What had happened to Dale’s rock collection? And why would a similar rock be here, where he allegedly saw a strange man he thought he recognized?
Ruby put the rock in a zippered bag and smiled. “May I keep this? Just for now. I’ll give it back to you soon if you’d like.”
He nodded.
“Thank you. You’ll make a good detective someday, Dale,” she said. “Seeing things that don’t belong is a big part of it.”
Dale smiled.
A big smile.
Which made me smile.
Had I ever seen him smile like that before? No, I hadn’t.
The rock might turn out to be nothing. But he had found it. He had helped Ruby. He had helped himself.
This was huge.
Huger, though, was the fact that Dale’s rock collection was missing, and a similar piece was here. Why would anyone want a little boy’s collection? And why would someone leave a polished rock here?
Ruby knelt again. “Just want to give this one more look. After all, sometimes things hide in plain sight.” She moved her gloved hands over the dirt. “Nothing that I can see. Let’s walk around a little. If there was a slight breeze, something could have blown away.”
Dale and I followed her as she scanned the area. Every other step or so, she’d stop and look at something. I had no idea what she was looking at, but she was the expert. Finally she zeroed in on what appeared to be a small piece of paper. She knelt down and picked it up, staring.
“What is it?” I asked.
“A baseball card,” she replied. “I don’t follow baseball. Do you?”
“No.”
“Do you, Dale?”
“Not really. I like it and all, but I don’t know the players.”
Ruby sealed the card in a zippered bag. “Could be nothing again, but I want to cover everything.” She continued walking around the area. Finally, after about fifteen more minutes, she stopped. “I think we’ve seen everything there is here. The cops would have stopped a half hour ago.”
“What are you going to do with that stuff?” I asked.
“Take it to a friend of mine for analysis. It’s a long shot, but you never know.”
A cigarette butt, a gold cufflink that was probably planted, a polished piece of snowflake obsidian, and a baseball card.

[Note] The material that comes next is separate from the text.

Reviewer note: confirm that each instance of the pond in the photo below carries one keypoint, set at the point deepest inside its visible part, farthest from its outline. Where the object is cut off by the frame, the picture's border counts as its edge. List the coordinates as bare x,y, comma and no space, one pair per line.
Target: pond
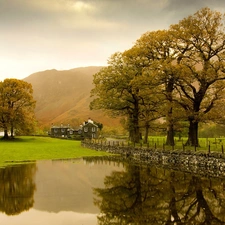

Not a lot to go on, but more than we had before.
I ushered Dale back to class.
He was still smiling.
“I don’t know what you did, Marj, but Dale has been more animated today than he’s ever been,” Jade said in the kitchen while I prepared dinner.
“All because he found that stone,” I said. “I think that’s the thing. He found it. He took some initiative in his own healing.”
“Because he found a rock?”
“Well…yeah. He found it and saw that it didn’t belong there. Of course anyone could have dropped a piece of obsidian on the ground, and it’s probably nothing. But Dale found it. He took action. He helped Ruby, and that made him feel like less of a victim.”